The long and protracted debate on whose complaint shall be received for actual deliberation by the house committee on Justice arises mainly from the constitutional rule that provides that only one impeachment complaint against the President shall be heard in any given year. Therefore, it becomes vital for argument purposes as to whose complaint it is that shall initiate the “one complaint” as prescribed by our laws.

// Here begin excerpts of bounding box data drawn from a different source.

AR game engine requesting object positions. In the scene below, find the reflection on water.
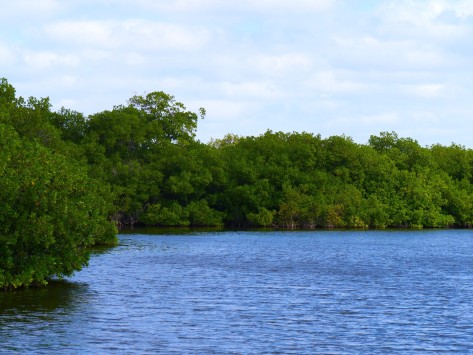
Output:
[0,231,473,354]
[0,280,88,314]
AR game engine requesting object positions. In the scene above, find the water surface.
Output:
[0,230,473,354]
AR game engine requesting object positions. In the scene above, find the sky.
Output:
[0,0,473,148]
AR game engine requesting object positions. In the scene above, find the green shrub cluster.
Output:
[0,79,473,288]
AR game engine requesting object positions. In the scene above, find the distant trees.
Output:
[4,79,473,288]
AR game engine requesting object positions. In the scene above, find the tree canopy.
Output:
[0,79,473,288]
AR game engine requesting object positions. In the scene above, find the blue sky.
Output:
[0,0,473,148]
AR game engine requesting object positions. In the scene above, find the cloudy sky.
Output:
[0,0,473,148]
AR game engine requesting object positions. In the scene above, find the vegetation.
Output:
[0,79,473,288]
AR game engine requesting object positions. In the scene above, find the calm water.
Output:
[0,230,473,354]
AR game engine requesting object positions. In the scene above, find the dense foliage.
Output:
[0,80,116,288]
[0,79,473,287]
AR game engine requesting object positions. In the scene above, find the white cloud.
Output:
[0,43,16,66]
[360,112,399,125]
[302,70,369,96]
[402,84,444,99]
[24,52,80,69]
[45,19,209,52]
[0,0,64,20]
[133,0,335,14]
[219,81,284,100]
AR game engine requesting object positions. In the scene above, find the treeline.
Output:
[0,79,473,288]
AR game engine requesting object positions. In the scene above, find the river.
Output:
[0,230,473,354]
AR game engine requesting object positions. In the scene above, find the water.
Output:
[0,230,473,354]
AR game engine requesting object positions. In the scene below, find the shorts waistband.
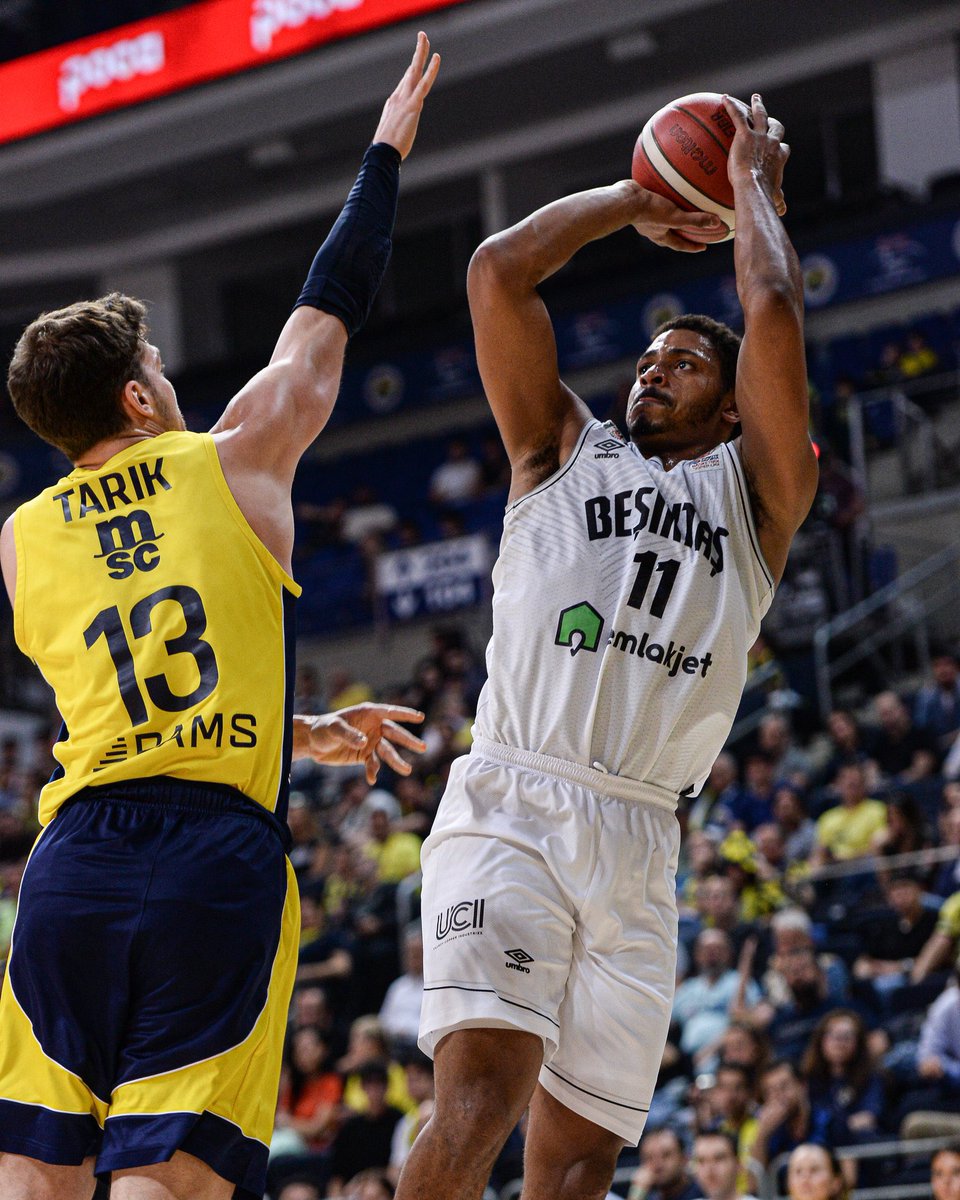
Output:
[62,775,290,850]
[472,738,679,812]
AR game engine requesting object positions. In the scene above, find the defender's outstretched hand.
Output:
[293,701,426,784]
[724,92,790,217]
[625,180,727,254]
[373,32,440,158]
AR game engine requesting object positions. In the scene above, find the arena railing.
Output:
[847,371,960,496]
[499,1135,955,1200]
[814,545,960,721]
[757,1134,955,1200]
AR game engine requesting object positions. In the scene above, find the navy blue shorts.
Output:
[0,779,299,1196]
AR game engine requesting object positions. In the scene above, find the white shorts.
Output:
[420,742,679,1145]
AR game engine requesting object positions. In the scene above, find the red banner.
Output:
[0,0,463,142]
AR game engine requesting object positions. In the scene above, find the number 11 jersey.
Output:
[475,421,774,799]
[14,432,300,824]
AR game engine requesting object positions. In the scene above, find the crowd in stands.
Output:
[0,628,960,1200]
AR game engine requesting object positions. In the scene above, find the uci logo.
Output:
[94,509,163,580]
[437,899,486,942]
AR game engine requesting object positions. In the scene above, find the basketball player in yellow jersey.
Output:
[0,34,439,1200]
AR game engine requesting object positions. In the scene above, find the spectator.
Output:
[337,1015,415,1112]
[626,1127,700,1200]
[752,907,850,1026]
[870,792,926,876]
[811,762,887,866]
[364,797,420,883]
[288,984,336,1049]
[347,854,403,1013]
[853,870,937,996]
[343,1168,394,1200]
[769,950,834,1062]
[296,895,354,1009]
[914,973,960,1112]
[430,438,484,508]
[931,808,960,899]
[389,1050,434,1184]
[328,667,373,712]
[696,875,750,953]
[332,774,401,846]
[328,1062,403,1196]
[787,1142,848,1200]
[277,1178,324,1200]
[814,708,868,785]
[719,826,786,923]
[688,750,743,836]
[773,784,817,869]
[694,1129,754,1200]
[752,821,787,884]
[673,929,760,1056]
[379,923,424,1045]
[720,1020,770,1080]
[913,649,960,751]
[751,1058,826,1181]
[814,446,866,590]
[898,329,940,379]
[727,750,776,833]
[871,691,940,784]
[911,892,960,983]
[866,342,904,388]
[338,484,400,547]
[677,829,720,916]
[930,1142,960,1200]
[803,1008,886,1146]
[940,733,960,782]
[713,1058,757,1165]
[757,713,812,787]
[276,1026,343,1153]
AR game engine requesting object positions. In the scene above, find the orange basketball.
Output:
[631,91,736,241]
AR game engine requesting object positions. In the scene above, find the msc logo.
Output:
[94,509,163,580]
[437,898,486,942]
[553,600,604,654]
[503,948,533,974]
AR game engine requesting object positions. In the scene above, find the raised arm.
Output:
[211,34,440,564]
[467,180,718,499]
[725,95,817,580]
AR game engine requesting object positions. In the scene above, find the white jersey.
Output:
[475,421,774,797]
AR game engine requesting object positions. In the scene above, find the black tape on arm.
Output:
[294,142,401,337]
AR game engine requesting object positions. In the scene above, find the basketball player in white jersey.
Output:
[397,96,817,1200]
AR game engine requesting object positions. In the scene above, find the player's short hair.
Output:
[652,312,740,392]
[694,1129,740,1158]
[7,292,149,462]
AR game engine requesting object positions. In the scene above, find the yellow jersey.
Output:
[14,432,300,824]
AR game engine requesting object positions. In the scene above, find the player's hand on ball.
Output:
[294,701,426,784]
[724,92,790,217]
[628,180,728,254]
[373,32,440,158]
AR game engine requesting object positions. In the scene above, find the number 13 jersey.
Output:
[14,432,300,824]
[475,421,774,797]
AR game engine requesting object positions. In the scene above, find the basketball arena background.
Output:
[0,0,960,1200]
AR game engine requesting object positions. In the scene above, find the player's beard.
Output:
[628,396,724,445]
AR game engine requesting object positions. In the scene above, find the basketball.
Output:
[631,91,736,241]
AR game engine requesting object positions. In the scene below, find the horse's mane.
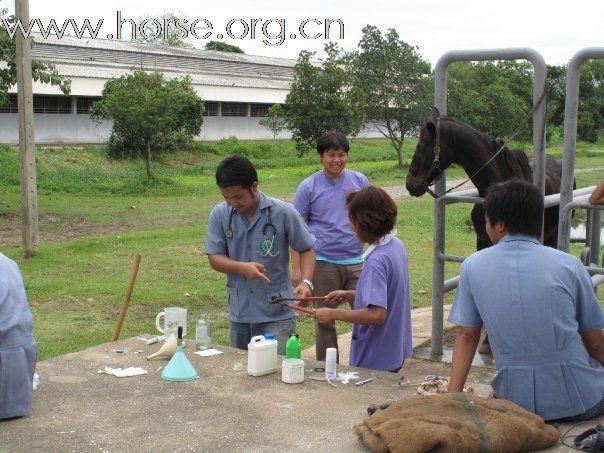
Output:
[492,140,533,181]
[441,116,533,181]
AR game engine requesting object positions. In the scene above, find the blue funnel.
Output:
[161,345,199,382]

On August 19, Former Justice Secretary Artemio G. Tuquero suggested that the three complaints could actually be merge and consolidated, thus doing away with the problem of possibly violating the rules on the initiation of impeachment proceedings. For me, this is the most sensible and sane idea ever to come out of this bedlam of opinions and hush-hushes. When Congress still has no permanent rule on the matters of form and substance of a proper impeachment complaint, it could still anytime propose and establish a rule where it could be allowed that two or more complaints could be merge and consolidated as long as they retain a reasonable semblance of tenor and arguments. In the present situation, since all three complaints are pointed against the same defendant, that is the President herself, the house committee on justice may motu propio (on its own) decide today to merge the three complaints and thus “creating” merely one complaint where it is incorporated all petitioners as complainants in such, and then listing in it all the particulars and basis of complaints, from betrayal of public trust to bribery. In this manner, it is completely avoided that one single complaint may violate the constitutional limitation on the number of impeachment complaint initiated against the President.

The suggestion presented above is never farfetched or strange since the regular Rules of Court also allows merger and consolidation of parties although in a much stricter way. Section 6 of Rule 3 of the Rules of Court allows the joinder of parties into a singular complaint where they all have similar causes of action arising from a transaction or series of transaction. The house committee on justice may just emulate this rule in order to resolve the present debacle at hand.